Eclipse raises $1.3B across two funds to back the next era of physical industries



Fund VI ($720M) targets early-stage companies in robotics, manufacturing, and energy. Early Growth Fund III ($591M) supports companies scaling toward Series A. Total AUM is now approximately $10 billion.


Eclipse, the Palo Alto-based venture firm that backs companies rebuilding physical industries, has closed $1.3 billion across two funds simultaneously. Eclipse Fund VI has raised $720 million for early-stage investments, and Early Growth Fund III has raised $591 million to support companies approaching commercial scale.

The raise brings Eclipse’s total assets under management to approximately $10 billion.

Eclipse was founded in 2015 by Lior Susan on the thesis that the most consequential companies of the next decade would be built not in software but in physical industries, the systems that move, make, and power the real world.

That means manufacturing, robotics, energy, agriculture, and critical infrastructure: sectors that together account for the majority of global GDP but have historically attracted a fraction of the venture capital that flows into enterprise software.

Susan frames the fund not as a conventional portfolio but as what he calls a connected industrial economy, a network of companies that share infrastructure, customers, talent, and accumulated operational insight to move faster than they could in isolation.

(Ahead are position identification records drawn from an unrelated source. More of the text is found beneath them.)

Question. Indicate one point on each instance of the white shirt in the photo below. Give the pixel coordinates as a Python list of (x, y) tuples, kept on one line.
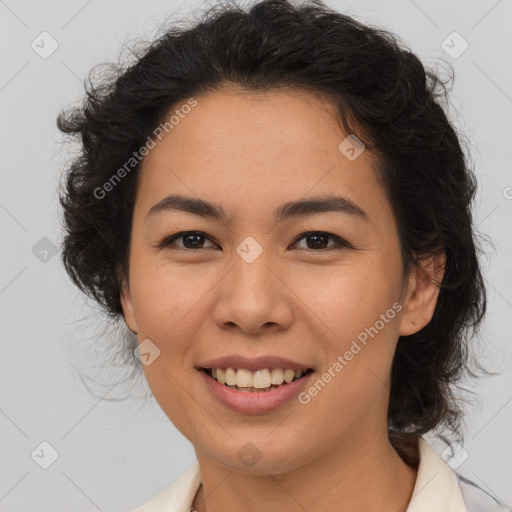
[(437, 489)]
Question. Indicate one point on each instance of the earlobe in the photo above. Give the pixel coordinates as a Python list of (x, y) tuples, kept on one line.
[(127, 305), (422, 294)]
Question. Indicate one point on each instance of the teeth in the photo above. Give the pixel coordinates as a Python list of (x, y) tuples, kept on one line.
[(260, 379), (230, 377)]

The dual-fund structure reflects the two distinct phases Eclipse backs. Fund VI targets early-stage companies at the point of initial capitalisation, writing cheques typically between seed and Series A.

Early Growth Fund III bridges the gap between proven product and commercial scale, the stage at which hardware-intensive companies face their most capital-intensive challenges and where execution risk is highest.

Bloomberg reported on the raise, with Susan speaking to the accelerating pace of change in physical industries as artificial intelligence, improved robotics hardware, and renewed US industrial policy combine to compress what were once decade-long development timelines.

Eclipse’s portfolio spans a range of physical industry categories. It backed Cerebras, the AI chip company that built the world’s largest chip to accelerate machine learning workloads, and Redwood Materials, the battery recycling company that raised a $350 million Series E led by Eclipse in October 2025.

The firm’s operator-first identity, its partners include former operators from Amazon, Apple, and Samsara, is central to its pitch to founders building hardware-intensive companies: that their investors understand not just how to fund factories but how to run them.